Paradise Papers: Auch Bezüge zu Österreichern

Medien enttarnen neuerlich geheime Geschäfte in Steueroasen. Im Zentrum der Enthüllungen steht diesmal eine Anwaltskanzlei namens Appleby.

Nach den Panama Papers nun die Paradise Papers: Das neueste Daten-Leck, das Einblicke in die Offshore-Finanzindustrie, deren reiche Klientel und in Steuerparadiese bringt, hat es in sich. Ergebnisse der Recherche in insgesamt 1,4 Terabyte Daten durch die Plattform ICIJ, zu der in Österreich ORF und "Falter" (zum Falter-Bericht "Paradise Offshore") gehören, zeigen, wie Großkonzerne Gewinne fast steuerfrei ins Ausland transferieren.

Meinl-Imperium und BAWAG-Flöttl

Aus Österreich taucht das Meinl-Imperium in den Dokumenten auf - und auch der Investmentbanker Wolfgang Flöttl, der einen Milliardenbetrag der BAWAG verspekuliert hat. Die 13,4 Millionen Dokumente geben laut ORF und "Falter" tiefe Einblicke in die komplexen Strukturen der Offshore-Finanzwelt. So lasse sich detailliert nachvollziehen, wie beispielsweise Apple oder Nike in Europa erzielte Gewinne nahezu steuerfrei ins Ausland transferieren.

Anwaltskanzlei Appleby

Im Zentrum der Enthüllungen steht diesmal eine Anwaltskanzlei namens Appleby. Aus dieser Firma, die auf die Gründung und Betreuung von Briefkastenfirmen spezialisiert ist, stammen rund 6,8 Millionen vertrauliche Dokumente. Dazu kommen weitere rund 6 Millionen Dokumente von Firmenbüchern aus 19 Offshore-Destinationen und noch einmal rund 600.000 weitere Dokumente einer weiteren Offshore-Dienstleistungsfirma aus Singapur - also insgesamt 13,4 Millionen Dokumente.
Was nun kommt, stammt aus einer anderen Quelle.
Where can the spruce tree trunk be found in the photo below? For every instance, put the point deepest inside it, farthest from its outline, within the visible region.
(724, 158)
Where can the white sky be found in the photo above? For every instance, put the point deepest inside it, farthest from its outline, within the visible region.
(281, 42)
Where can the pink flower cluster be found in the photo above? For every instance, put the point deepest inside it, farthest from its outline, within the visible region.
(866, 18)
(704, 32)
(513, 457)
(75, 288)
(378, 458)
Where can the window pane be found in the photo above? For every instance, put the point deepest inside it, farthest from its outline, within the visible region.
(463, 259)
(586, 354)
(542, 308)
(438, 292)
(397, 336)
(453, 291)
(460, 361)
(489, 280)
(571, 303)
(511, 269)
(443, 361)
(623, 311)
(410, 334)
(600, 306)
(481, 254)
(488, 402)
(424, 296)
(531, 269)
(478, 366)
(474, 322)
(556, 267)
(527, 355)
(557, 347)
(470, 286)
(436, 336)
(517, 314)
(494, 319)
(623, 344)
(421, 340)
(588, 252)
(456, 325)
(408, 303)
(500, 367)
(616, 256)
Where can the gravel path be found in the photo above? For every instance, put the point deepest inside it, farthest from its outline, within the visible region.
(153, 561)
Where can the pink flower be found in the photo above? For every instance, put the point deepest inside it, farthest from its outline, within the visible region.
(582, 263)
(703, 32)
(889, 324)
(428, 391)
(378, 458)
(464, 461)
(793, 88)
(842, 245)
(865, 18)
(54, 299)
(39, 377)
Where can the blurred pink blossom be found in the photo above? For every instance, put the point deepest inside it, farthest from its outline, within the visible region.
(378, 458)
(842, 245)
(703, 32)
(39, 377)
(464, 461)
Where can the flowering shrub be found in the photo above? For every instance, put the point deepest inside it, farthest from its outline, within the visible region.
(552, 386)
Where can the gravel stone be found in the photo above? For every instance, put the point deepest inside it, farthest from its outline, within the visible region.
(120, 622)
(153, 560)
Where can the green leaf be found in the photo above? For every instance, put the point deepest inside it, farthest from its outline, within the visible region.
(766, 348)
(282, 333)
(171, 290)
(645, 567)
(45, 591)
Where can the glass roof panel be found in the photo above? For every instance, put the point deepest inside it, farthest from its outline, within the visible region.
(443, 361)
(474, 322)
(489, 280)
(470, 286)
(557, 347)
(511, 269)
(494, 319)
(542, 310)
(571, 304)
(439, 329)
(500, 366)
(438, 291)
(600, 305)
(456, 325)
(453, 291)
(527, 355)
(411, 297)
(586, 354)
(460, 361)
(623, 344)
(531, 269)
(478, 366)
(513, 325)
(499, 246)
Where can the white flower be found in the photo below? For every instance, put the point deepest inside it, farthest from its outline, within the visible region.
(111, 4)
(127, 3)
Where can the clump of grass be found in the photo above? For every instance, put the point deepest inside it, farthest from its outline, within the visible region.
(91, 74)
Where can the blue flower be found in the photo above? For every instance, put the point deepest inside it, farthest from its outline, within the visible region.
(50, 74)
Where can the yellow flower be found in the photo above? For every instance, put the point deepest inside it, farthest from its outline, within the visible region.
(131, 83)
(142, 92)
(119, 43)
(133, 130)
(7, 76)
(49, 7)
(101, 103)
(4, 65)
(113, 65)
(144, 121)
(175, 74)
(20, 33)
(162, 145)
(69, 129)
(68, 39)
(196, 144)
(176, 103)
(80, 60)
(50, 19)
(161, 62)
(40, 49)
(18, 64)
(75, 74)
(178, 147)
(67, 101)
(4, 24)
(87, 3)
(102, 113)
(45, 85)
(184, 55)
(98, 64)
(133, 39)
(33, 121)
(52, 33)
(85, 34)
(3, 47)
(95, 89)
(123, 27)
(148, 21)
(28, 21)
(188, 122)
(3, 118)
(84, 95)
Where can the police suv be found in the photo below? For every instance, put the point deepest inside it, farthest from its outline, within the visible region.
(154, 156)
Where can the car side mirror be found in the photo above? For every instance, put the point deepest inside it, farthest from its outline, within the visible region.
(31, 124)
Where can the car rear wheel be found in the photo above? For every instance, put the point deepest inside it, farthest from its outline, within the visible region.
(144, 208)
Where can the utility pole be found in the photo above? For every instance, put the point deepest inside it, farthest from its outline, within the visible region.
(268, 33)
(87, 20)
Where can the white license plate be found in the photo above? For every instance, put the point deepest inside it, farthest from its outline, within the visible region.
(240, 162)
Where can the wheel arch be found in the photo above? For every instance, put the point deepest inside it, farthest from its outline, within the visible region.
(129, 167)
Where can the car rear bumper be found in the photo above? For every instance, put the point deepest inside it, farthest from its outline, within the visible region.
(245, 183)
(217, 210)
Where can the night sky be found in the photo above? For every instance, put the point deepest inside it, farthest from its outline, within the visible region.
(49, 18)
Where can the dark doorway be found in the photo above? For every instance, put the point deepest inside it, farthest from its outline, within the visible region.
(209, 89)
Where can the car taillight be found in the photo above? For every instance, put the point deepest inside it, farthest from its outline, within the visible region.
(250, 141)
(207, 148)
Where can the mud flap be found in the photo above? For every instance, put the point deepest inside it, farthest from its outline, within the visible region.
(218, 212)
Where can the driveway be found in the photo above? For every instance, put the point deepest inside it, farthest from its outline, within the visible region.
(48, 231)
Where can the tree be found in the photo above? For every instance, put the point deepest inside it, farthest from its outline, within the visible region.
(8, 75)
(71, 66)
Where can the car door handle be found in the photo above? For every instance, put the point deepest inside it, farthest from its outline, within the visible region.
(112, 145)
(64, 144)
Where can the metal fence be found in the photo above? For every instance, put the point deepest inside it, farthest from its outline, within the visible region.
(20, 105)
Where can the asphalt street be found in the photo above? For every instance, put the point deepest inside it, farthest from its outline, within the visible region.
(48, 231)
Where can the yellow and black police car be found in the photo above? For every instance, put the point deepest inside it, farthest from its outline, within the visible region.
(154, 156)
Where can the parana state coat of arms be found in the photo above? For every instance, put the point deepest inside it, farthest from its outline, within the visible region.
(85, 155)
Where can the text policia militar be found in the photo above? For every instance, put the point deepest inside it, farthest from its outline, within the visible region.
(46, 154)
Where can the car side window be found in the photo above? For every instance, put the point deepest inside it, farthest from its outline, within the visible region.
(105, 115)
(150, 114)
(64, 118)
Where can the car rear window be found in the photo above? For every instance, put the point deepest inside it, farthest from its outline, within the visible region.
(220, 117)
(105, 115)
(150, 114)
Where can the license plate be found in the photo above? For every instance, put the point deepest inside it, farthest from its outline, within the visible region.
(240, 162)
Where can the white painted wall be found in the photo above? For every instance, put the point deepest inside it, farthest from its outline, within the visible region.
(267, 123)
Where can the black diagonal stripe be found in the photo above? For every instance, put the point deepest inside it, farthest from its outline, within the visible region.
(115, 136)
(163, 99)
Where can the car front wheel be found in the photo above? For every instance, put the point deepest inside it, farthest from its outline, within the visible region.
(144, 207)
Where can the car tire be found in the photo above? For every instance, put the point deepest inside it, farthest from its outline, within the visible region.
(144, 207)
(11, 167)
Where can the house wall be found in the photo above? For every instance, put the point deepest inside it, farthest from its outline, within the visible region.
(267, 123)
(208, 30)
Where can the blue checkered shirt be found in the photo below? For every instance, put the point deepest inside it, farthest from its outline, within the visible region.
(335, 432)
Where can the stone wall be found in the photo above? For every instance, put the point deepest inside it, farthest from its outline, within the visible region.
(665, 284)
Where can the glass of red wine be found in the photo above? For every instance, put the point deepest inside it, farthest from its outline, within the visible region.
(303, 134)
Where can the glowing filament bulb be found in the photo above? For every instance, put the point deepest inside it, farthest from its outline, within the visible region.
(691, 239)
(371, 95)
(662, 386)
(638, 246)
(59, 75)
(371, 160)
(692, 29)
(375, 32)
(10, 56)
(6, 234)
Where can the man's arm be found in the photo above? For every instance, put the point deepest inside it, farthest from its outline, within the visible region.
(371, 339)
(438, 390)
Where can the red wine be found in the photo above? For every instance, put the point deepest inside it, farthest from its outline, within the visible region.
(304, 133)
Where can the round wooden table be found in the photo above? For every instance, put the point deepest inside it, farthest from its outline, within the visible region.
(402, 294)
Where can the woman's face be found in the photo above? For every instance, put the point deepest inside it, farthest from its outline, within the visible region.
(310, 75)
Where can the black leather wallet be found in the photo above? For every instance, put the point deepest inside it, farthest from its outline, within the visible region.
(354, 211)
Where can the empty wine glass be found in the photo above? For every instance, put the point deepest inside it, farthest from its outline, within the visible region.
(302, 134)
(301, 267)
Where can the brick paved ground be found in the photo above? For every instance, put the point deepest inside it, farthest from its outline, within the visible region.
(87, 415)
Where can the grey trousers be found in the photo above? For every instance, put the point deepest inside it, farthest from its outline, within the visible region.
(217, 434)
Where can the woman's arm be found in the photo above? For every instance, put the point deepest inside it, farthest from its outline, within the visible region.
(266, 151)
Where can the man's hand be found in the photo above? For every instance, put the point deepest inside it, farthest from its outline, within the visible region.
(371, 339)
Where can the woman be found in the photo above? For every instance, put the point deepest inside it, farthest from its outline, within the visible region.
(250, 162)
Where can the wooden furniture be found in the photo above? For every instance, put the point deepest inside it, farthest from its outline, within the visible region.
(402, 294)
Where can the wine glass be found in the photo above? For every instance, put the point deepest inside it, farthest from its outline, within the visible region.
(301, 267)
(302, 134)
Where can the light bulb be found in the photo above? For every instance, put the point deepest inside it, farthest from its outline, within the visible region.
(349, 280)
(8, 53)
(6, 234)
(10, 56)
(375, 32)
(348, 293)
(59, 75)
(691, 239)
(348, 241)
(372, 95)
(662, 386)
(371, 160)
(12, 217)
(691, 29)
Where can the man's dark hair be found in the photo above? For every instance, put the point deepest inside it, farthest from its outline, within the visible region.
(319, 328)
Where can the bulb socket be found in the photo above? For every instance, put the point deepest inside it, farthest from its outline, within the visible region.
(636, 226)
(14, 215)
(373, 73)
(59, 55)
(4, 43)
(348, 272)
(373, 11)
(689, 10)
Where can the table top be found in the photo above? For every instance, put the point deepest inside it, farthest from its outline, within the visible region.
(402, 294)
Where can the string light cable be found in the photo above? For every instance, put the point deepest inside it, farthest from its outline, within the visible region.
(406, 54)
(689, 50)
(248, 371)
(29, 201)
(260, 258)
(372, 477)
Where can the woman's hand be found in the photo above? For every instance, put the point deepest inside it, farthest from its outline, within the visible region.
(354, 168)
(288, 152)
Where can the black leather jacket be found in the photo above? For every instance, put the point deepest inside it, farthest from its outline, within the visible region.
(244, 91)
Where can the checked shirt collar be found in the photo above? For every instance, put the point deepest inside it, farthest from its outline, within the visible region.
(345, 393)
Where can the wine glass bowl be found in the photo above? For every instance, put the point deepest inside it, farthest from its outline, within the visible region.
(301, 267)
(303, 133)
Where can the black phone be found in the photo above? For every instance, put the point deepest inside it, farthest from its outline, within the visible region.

Appleby hat den Hauptsitz auf der Insel Bermuda, die als Steuerparadies gilt. Mit einem weltweiten Netz von zehn Standorten hat sich die Kanzlei auf Offshore-Dienstleistungen für reiche Menschen und große Firmen spezialisiert.

"Wir sprechen von den größten Konzernen der Welt."

Die Appleby-Kunden "sind Top-Kunden", sagt ICIJ-Direktor Gerard Ryle im ORF-Bericht. "Wir sprechen von den größten Konzernen der Welt." Die Unternehmen würden Appleby nutzen, um Steuern zu vermeiden oder möglichst wenig Steuern zu bezahlen. Das sei vielleicht nicht illegal, so Ryle. "Aber die Dokumente zeigen, wie weit die Unternehmen gehen, um Steuern zu vermeiden."

Aber nicht immer geht es um Steuervermeidung. Sehr oft wird der Umstand genutzt, dass die Besitzer von Briefkastenfirmen normalerweise im Dunkeln bleiben. In den Daten von Appleby und den Firmenbüchern von 19 Offshore-Destinationen finden sich Prominente aus aller Welt: Etwa US-Handelsminister Wilbur Ross (zum Artikel " US-Minister mit Putin-Verbindung") oder auch die britische Royal Family. Dazu kommen Konzerne wie Nike, Apple oder Glencore, der größte Rohstoffhändler der Welt.

"Appleby hat die Vorwürfe sorgfältig und gründlich untersucht, und wir sind überzeugt, dass es keinerlei Belege für ein Fehlverhalten gibt. Nicht bei uns selbst, und auch nicht bei unseren Kunden", lautet die kurze schriftliche Stellungnahme von Appleby auf der Kanzlei-Homepage.

Wie schon bei den Panama Papers sind auch die Daten der Paradise Papers zur "Süddeutschen Zeitung" ("Das sind die Paradise Papers") gelangt, die die Daten an das ICIJ-Konsortium weitergab, zu denen in Österreich ORF und "Falter" gehören. Der Datenschatz wurde in den vergangenen Monaten weltweit von 96 Medien und mehr als 380 Journalisten ausgewertet.